We can categorize the AI incidents into three major groups:

A taxonomy of AI incidents (adapted by author from "What to Do When AI Fails" with permission).

Attacks: Many parts of machine learning systems, like software and prediction tools, are vulnerable to cyber and insider attacks. Once an attack happens, we lose control, and the attackers may have their own goals related to accuracy, bias, privacy, reliability, and more. Researchers have extensively documented such attack categories, namely confidentiality, integrity, and availability attacks.

Types of machine learning attacks. Image by author.

Failures: Failures refer to issues within AI systems, which often include problems like algorithmic bias, lapses in safety and performance, breaches of data privacy, a lack of transparency, or shortcomings in third-party system components.

Abuses: AI tools can be abused by people with malicious intent. Hackers often use AI to enhance their attacks, such as in autonomous drone strikes. Additionally, some governments employ AI for purposes like ethnic profiling, highlighting the widespread misuse of AI technology.

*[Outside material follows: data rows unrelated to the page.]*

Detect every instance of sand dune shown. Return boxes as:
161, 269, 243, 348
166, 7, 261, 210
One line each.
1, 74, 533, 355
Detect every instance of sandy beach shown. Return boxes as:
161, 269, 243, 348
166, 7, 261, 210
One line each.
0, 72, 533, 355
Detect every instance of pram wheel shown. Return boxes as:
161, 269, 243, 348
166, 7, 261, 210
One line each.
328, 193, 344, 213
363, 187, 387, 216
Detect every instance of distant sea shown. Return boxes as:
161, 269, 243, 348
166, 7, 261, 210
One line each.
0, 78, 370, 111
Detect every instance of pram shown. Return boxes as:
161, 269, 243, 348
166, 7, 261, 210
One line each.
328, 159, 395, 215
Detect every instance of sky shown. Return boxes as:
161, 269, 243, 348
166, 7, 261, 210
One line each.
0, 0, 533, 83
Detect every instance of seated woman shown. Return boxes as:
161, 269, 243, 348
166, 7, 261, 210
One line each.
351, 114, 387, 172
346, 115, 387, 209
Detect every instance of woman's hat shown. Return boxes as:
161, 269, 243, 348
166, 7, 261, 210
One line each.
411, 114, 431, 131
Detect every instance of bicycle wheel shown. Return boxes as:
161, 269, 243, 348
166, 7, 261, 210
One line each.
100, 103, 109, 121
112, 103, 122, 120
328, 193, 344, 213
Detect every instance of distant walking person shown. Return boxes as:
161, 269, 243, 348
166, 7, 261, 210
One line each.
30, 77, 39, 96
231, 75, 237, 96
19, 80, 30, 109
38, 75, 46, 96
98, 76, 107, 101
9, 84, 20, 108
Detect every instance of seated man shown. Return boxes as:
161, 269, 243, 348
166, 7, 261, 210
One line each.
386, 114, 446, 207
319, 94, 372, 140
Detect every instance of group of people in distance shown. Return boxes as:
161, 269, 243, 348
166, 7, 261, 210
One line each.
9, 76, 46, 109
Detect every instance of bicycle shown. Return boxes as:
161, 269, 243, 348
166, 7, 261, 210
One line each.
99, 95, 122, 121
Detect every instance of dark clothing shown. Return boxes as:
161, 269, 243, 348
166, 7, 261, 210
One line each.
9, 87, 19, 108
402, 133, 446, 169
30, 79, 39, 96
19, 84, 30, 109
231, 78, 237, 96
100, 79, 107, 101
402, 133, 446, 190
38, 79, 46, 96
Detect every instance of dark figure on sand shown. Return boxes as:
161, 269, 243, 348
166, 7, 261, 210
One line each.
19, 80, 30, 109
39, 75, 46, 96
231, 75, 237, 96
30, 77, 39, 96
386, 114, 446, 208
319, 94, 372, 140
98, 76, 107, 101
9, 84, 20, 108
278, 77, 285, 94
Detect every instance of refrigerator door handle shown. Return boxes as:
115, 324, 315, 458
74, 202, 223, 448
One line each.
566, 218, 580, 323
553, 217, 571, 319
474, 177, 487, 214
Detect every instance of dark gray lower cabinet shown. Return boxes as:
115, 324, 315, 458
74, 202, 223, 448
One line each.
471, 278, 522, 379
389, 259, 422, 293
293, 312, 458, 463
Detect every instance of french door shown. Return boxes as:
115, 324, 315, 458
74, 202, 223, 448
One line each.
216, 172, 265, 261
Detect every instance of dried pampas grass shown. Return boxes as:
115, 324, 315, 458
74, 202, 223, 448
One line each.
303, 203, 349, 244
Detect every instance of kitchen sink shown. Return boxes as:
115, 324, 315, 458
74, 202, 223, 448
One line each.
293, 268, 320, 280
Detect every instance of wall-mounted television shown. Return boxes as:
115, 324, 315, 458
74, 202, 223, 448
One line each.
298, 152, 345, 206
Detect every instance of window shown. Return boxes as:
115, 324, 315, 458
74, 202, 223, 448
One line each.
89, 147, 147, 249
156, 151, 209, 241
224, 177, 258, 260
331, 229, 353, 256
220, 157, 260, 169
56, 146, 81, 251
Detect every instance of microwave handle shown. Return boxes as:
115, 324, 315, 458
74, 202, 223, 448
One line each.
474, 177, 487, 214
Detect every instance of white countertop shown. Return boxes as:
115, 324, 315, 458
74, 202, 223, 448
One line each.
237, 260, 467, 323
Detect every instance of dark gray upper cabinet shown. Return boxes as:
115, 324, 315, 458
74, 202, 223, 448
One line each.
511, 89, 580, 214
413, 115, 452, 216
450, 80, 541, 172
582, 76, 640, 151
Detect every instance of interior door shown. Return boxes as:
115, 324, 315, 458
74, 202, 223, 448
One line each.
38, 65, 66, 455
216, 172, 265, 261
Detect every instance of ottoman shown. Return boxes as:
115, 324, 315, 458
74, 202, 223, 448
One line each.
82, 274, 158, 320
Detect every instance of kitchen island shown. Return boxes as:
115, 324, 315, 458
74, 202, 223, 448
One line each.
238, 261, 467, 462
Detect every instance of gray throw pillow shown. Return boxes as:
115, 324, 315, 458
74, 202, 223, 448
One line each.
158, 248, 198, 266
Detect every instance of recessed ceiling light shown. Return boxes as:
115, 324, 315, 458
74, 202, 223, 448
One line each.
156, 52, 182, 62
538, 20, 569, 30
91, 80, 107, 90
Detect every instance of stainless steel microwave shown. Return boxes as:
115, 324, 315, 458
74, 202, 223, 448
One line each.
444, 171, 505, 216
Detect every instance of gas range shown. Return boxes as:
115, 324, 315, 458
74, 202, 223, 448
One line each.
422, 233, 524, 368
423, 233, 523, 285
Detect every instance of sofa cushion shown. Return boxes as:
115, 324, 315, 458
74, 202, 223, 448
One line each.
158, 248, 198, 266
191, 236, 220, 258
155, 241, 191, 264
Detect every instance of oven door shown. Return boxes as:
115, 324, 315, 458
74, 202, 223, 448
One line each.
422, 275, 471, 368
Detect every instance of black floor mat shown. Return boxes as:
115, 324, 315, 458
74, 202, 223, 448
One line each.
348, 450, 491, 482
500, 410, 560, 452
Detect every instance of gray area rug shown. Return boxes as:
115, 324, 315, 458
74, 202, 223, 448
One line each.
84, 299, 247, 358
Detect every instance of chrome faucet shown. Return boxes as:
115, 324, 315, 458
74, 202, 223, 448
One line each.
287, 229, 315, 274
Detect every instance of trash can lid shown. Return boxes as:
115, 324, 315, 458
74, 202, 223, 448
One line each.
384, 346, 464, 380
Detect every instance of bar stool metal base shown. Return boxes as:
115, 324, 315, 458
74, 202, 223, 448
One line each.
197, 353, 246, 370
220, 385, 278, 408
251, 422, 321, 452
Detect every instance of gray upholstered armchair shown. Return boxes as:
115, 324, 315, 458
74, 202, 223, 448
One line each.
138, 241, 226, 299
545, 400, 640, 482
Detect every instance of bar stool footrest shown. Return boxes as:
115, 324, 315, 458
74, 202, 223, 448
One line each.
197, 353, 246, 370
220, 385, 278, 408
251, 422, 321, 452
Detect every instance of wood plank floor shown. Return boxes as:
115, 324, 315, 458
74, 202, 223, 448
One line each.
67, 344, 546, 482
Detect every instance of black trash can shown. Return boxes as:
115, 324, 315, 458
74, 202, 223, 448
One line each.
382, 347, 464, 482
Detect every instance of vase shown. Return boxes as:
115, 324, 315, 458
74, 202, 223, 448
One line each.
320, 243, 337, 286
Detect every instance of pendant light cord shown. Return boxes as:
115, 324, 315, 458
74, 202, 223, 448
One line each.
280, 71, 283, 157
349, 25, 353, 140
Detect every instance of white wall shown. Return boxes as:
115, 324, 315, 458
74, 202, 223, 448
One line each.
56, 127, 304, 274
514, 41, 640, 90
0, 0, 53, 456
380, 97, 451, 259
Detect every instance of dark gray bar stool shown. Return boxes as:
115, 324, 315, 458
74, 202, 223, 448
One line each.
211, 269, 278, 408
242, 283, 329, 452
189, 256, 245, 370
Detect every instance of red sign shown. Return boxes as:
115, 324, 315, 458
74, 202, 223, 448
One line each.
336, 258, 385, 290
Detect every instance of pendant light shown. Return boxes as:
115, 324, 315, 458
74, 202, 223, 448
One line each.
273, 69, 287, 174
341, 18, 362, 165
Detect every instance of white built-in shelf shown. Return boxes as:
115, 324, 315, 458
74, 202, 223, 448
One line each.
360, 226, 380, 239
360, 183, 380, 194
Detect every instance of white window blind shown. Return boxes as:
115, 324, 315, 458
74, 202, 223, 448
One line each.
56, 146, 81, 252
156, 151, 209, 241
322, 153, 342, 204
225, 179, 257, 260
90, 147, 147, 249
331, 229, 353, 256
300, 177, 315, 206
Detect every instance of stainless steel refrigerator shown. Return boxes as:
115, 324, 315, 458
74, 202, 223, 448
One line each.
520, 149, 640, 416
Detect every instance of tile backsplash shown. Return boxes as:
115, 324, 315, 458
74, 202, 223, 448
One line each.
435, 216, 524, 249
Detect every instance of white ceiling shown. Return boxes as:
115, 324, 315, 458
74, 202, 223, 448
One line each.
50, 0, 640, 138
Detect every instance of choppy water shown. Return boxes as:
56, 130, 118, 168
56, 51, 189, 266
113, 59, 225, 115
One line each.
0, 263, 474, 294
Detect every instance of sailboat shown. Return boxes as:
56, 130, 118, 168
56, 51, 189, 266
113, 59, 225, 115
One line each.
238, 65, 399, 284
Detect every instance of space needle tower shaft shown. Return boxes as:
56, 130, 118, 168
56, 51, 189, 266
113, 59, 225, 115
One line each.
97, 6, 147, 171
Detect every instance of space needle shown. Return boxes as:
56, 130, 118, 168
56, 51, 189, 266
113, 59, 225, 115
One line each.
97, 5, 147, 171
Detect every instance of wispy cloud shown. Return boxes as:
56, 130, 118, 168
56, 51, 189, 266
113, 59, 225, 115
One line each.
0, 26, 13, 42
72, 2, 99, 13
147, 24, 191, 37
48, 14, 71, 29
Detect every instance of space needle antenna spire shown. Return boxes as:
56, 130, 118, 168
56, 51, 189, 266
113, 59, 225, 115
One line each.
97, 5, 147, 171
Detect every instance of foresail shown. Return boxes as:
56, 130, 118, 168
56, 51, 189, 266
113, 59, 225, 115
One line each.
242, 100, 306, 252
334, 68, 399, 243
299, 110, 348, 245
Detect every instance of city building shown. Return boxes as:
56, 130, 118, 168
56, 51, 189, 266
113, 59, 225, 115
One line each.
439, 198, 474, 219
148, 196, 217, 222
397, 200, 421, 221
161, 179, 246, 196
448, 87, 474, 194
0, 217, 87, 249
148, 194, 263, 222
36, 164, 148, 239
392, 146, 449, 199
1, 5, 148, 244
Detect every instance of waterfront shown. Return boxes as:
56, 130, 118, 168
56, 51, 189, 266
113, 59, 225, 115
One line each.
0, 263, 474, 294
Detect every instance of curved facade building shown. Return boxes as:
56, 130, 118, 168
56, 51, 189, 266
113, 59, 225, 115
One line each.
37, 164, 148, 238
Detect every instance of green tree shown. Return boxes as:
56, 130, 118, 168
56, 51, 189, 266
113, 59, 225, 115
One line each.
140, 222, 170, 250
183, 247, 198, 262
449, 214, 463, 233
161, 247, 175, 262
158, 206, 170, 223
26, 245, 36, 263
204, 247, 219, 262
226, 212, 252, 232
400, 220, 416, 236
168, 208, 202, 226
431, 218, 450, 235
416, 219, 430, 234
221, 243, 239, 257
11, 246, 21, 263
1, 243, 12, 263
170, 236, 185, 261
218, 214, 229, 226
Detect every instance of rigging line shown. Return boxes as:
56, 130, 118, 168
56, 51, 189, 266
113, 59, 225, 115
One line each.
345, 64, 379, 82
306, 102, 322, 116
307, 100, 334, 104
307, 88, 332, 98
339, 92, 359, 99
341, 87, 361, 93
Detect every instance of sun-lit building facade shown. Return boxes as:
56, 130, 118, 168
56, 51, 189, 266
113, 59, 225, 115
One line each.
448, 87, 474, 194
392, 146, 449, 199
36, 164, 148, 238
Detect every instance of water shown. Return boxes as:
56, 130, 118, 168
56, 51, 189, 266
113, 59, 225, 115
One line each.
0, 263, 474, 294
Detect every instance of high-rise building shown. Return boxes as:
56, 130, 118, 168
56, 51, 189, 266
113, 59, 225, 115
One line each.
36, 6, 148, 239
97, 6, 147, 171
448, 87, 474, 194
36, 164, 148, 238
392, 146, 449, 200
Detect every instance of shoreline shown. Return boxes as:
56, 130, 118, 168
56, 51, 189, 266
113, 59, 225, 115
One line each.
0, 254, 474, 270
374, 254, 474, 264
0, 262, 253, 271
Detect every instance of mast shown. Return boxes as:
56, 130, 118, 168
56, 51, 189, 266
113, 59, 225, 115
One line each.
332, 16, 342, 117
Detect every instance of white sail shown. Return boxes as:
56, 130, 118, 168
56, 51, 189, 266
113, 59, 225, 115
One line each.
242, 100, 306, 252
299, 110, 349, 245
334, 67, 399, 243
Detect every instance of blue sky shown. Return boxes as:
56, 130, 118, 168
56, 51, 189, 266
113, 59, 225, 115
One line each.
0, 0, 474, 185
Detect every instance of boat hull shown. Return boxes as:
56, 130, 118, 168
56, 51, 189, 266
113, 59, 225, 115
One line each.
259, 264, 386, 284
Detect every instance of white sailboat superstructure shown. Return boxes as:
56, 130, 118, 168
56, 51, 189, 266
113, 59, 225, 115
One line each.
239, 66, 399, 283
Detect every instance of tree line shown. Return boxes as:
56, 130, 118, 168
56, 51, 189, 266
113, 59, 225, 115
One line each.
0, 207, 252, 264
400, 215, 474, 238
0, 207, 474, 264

Cataloging AI Incidents: The AI Incident Database

AI incidents can act as catalysts for promoting responsible technological progress within companies. When developing machine learning systems, it's crucial to cross-reference current plans with past incidents to avert potential future occurrences proactively. This aligns with the primary objective of ongoing endeavors to establish AI incident databases and their corresponding publications. An excellent example of such an endeavor is the AI Incident Database.

https://incidentdatabase.ai/

As stated on the AI Incident Database website, their mission is clear:

"The AI Incident Database is dedicated to indexing the collective history of harms or near harms realized in the real world by the deployment of artificial intelligence systems. Like similar databases in aviation and computer security, the AI Incident Database aims to learn from experience so we can prevent or mitigate bad outcomes."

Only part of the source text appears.